The Mary Ann Falls at the Cape Breton Highlands National Park in Nova Scotia.

After the significant weather this year, the only way to get to the falls now will be to hike or bike more than six and a half kilometers each way.

"I get why they're doing it,” said Benoit Lalonde, who spends much of his free time exploring Nova Scotia’s waterfalls and has written books on the subject.

In a news release, Parks Canada says 'repeated extreme weather events' have caused 'continuous and irreparable damage' to the Mary Ann Falls Road, leading to the difficult decision to close it permanently to vehicles.

They added the road became impassable after a series of washouts in 2021, including a major fall storm that left gaping holes in the nearby Cabot Trail.

Lalonde feels this is an unfortunate casualty of climate change.

"One-hundred per cent. If there's any doubt in anybody's mind out there that there's no change in the climate these days, you just have to look at the weather events we've had,” Lalonde said.

Lyle Donovan is emergency management coordinator for Victoria County. Born and raised in the area, he is among many who has visited the falls plenty over the years.

"Memories have been made there, swimming as kids,” Donovan said.

In his role with EMO, Donovan and his co-workers have dealt with their fair share of road washouts in recent years.

"We've had to restructure roads, and for a road that's five or six kilometers long from the main Cabot Trail in through to Mary Ann Falls, the gravel road, it would take a lot to help reconstruct that,” Donovan said.

Parks Canada says the road to the falls will be converted into a sustainable hiking and biking trail which is expected to open during the 2024 visitor season.

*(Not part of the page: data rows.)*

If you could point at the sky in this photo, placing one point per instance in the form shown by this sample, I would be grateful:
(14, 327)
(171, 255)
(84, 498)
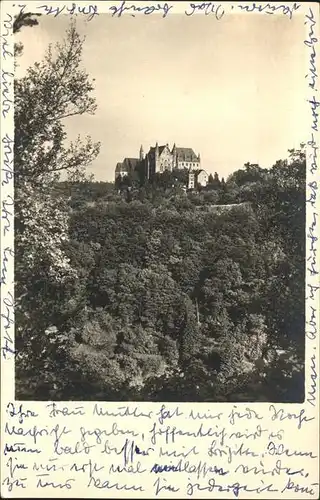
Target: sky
(233, 90)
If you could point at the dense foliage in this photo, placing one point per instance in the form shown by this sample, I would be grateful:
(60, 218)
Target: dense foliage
(142, 290)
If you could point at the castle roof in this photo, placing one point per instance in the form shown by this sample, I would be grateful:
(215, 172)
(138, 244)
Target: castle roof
(186, 154)
(153, 149)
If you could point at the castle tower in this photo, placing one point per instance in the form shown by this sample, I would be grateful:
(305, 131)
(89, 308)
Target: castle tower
(174, 157)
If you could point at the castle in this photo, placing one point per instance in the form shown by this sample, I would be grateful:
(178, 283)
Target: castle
(161, 158)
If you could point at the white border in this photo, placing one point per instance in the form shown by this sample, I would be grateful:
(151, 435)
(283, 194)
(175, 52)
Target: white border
(298, 423)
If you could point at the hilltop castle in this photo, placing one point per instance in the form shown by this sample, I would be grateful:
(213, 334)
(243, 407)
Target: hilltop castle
(161, 158)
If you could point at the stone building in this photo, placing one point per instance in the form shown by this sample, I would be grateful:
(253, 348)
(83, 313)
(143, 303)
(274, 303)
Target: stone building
(158, 160)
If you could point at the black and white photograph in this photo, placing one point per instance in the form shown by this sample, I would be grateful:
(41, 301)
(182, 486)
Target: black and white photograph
(160, 187)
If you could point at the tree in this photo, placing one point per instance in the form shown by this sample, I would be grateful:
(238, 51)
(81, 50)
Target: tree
(49, 93)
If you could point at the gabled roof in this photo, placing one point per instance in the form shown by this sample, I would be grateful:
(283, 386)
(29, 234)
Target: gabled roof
(152, 150)
(131, 163)
(186, 154)
(119, 167)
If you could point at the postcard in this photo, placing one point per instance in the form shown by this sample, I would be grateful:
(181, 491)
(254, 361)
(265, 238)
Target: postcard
(160, 250)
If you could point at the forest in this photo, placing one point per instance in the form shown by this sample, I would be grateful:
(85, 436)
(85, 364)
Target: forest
(140, 290)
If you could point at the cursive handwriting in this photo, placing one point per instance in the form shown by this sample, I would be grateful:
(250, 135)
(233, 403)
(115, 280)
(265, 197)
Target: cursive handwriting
(6, 85)
(207, 8)
(268, 8)
(90, 11)
(311, 43)
(8, 25)
(8, 307)
(132, 9)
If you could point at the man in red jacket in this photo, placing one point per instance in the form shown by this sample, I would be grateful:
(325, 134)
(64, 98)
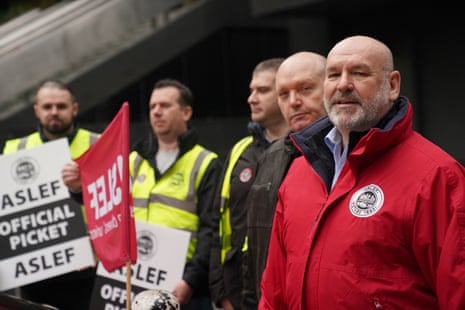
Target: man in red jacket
(372, 216)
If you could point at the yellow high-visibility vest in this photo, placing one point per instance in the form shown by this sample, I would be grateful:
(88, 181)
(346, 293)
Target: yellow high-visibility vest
(225, 219)
(170, 201)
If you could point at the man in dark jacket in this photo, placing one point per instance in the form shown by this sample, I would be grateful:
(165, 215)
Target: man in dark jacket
(230, 212)
(299, 83)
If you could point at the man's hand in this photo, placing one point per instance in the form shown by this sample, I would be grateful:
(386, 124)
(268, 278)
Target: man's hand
(183, 292)
(71, 176)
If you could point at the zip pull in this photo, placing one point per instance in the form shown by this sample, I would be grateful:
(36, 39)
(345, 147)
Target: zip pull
(377, 304)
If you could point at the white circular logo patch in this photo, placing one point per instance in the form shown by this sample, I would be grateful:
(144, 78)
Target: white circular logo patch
(245, 175)
(366, 201)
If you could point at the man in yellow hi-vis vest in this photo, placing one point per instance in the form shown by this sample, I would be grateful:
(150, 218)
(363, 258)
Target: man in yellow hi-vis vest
(230, 211)
(56, 109)
(173, 184)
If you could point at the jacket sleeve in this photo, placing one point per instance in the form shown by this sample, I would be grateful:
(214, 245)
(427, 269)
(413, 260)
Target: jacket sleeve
(446, 264)
(196, 271)
(273, 283)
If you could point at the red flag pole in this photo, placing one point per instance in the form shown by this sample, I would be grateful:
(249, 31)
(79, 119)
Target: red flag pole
(127, 208)
(128, 284)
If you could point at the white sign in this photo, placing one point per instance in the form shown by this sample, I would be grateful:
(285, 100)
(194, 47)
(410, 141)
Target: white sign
(42, 230)
(160, 263)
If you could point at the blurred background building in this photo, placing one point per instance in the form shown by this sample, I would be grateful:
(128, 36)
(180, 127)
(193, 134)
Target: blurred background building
(111, 51)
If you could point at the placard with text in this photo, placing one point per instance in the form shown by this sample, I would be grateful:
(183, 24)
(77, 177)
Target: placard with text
(160, 264)
(42, 230)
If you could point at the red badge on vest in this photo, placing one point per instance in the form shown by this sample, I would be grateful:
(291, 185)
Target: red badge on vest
(245, 175)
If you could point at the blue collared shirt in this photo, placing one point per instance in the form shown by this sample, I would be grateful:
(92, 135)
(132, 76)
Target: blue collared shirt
(334, 142)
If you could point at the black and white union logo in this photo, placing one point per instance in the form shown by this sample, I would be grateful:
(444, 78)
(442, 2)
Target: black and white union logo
(367, 201)
(147, 245)
(25, 170)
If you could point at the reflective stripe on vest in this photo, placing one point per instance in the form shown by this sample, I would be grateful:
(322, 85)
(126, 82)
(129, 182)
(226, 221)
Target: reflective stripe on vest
(225, 219)
(170, 201)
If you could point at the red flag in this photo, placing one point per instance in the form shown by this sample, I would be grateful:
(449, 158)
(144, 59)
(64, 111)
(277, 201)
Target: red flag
(104, 170)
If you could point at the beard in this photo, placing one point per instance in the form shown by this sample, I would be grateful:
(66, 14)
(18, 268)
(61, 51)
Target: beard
(362, 116)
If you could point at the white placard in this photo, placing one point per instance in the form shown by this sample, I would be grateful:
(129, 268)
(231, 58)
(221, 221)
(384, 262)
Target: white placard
(161, 256)
(42, 230)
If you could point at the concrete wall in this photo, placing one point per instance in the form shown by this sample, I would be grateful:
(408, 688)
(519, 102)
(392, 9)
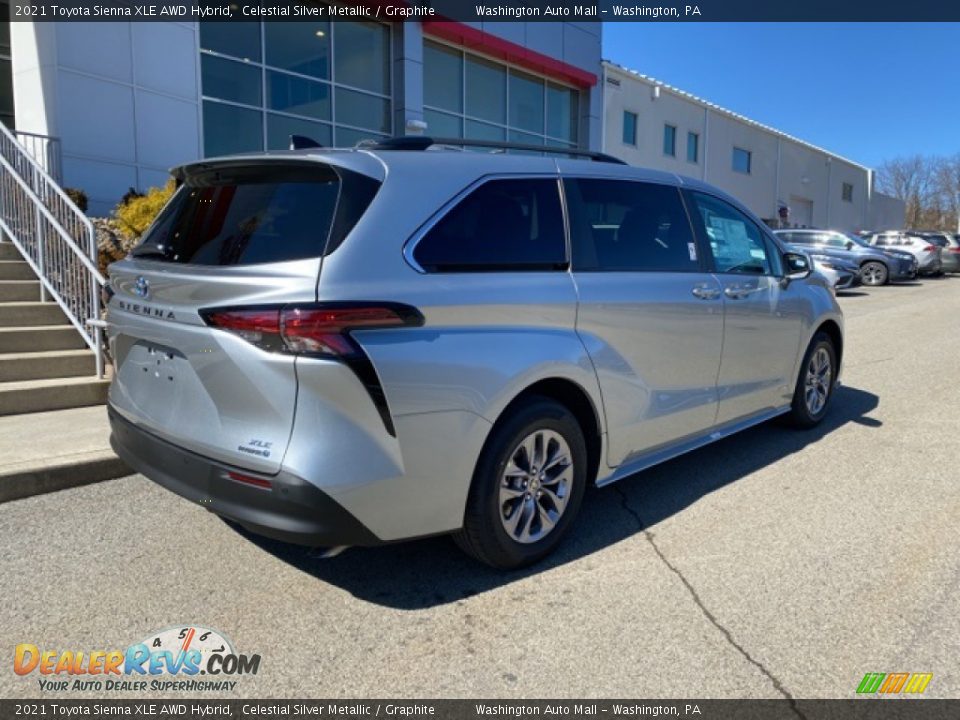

They add that a stairway to the falls, which was also damaged during multiple storms, will be rebuilt as well.

Lalonde says while there may have been little other choice, it's unfortunate for those whose movement is limited.

"It does have a special place in a lot of peoples' hearts, and I get it that it will be disheartening for those who aren't mobile anymore,” he said.

Parks Canada said when the road to the falls reopens, it will be a kilometer longer and will include better drainage.